Так и шла осень. Дни делались короче, в коридоре с утра было темно, наконец затопили батареи, и от них потянуло сухим теплом, и Барсик перебрался спать на батарею, свесив хвост до самого пола. Оля уже не путалась в городе. Сама бегала за хлебом, сама свешивала триста, подпевала «Миражу» из четырнадцатой, не зная половины слов. Уже было её место в комнате, её кружка, её угол тумбочки, её гвоздь для одежды у двери. Уже на троих делилось всё: и заварка, и хлеб, и сало из посылки, и стенка с Риткой, и зимний холод из щели под окном, который они заклеивали втроём, размачивая газету в мыльной воде и приглаживая ладонями.

А потом всё сломалось в один обыкновенный вечер.

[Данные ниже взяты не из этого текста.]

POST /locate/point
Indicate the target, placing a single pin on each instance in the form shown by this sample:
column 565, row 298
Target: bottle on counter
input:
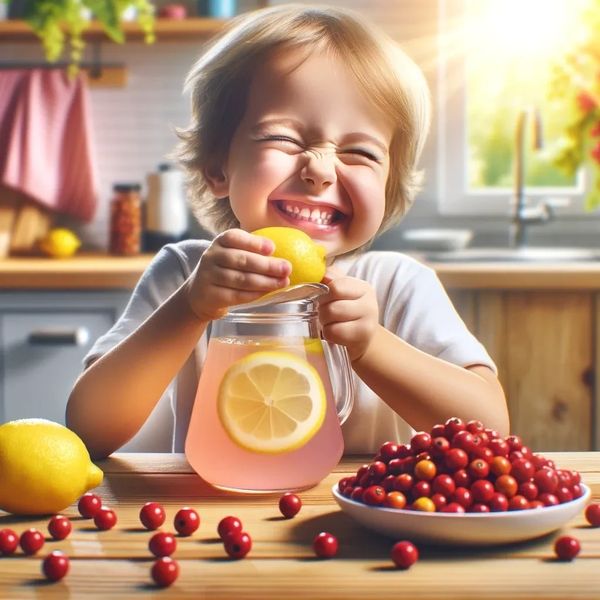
column 166, row 208
column 126, row 219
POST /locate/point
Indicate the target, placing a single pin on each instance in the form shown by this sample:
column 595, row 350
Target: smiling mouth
column 324, row 215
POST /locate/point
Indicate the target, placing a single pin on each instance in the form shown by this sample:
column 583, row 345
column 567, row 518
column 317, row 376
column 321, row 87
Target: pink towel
column 46, row 140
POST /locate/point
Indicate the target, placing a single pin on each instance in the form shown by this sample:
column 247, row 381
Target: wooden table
column 281, row 565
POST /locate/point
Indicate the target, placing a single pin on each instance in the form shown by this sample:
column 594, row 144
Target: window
column 498, row 65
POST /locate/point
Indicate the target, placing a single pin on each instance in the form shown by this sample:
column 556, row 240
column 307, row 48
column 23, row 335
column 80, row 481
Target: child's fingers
column 242, row 240
column 244, row 280
column 250, row 262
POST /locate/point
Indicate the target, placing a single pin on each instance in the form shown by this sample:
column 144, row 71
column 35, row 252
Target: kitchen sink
column 527, row 254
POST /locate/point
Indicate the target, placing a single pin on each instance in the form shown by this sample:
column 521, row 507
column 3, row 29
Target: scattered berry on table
column 152, row 515
column 162, row 544
column 325, row 545
column 404, row 554
column 228, row 526
column 237, row 545
column 566, row 547
column 592, row 514
column 9, row 541
column 105, row 518
column 55, row 566
column 164, row 571
column 89, row 504
column 59, row 527
column 31, row 541
column 186, row 521
column 289, row 505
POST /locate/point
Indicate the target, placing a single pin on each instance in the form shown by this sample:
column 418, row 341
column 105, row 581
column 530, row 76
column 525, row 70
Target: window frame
column 454, row 197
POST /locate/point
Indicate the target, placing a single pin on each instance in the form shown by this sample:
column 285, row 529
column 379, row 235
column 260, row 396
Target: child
column 303, row 117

Надя вернулась из библиотеки позже обычного, бросила сумку на койку и полезла в шкатулку за нитками, чтобы дошить воротничок к завтрашней практике. Подняла верхний лоток. Отодвинула катушки. Развернула косынку.

Косынка была пустая.

— Девочки, — сказала Надя странным голосом, в котором ещё не было ни слёз, ни гнева, одна только пустота, ровно такая же, как в развёрнутой косынке. — Девочки, тут деньги были. Мои. На пальто.

Она перетряхнула шкатулку, высыпала катушки на стол. Они раскатились, попадали на пол, а Надя не стала их собирать. Заглянула под койку, под матрас, провела рукой по дну тумбочки, по карманам кофты. Тома вскочила, стала помогать, заглядывала в самые нелепые места, под чайник, за батарею, в чужие тапки. Оля стояла у своей койки и не знала, куда деть руки, и от этого незнания её руки сами собой спрятались за спину.

— Может, переложила куда и забыла? — без всякой надежды сказала Тома.

— Я не перекладывала. — Надя выпрямилась, и теперь в её лице было уже не пусто. — Я их сюда клала. Каждый раз сюда. Я их вчера ещё видела. Вчера вечером были на месте.

В комнате стало очень тихо. За стенкой у Ритки бодро пел «Мираж», что-то про солнечное лето, и от этой бодрости тишина в комнате сделалась ещё гуще и темнее. Надя медленно обвела глазами комнату, своих, и взгляд её, сам того не желая, скользнул по голой когда-то, а теперь обжитой третьей койке, по чемодану под ней, по новенькой, которая стояла, спрятав руки за спину, и которая раз в две недели зачем-то ходила на почту, в дальнее окошко, и никому не говорила зачем.

Оля поймала этот взгляд и почувствовала, как кровь отливает от лица.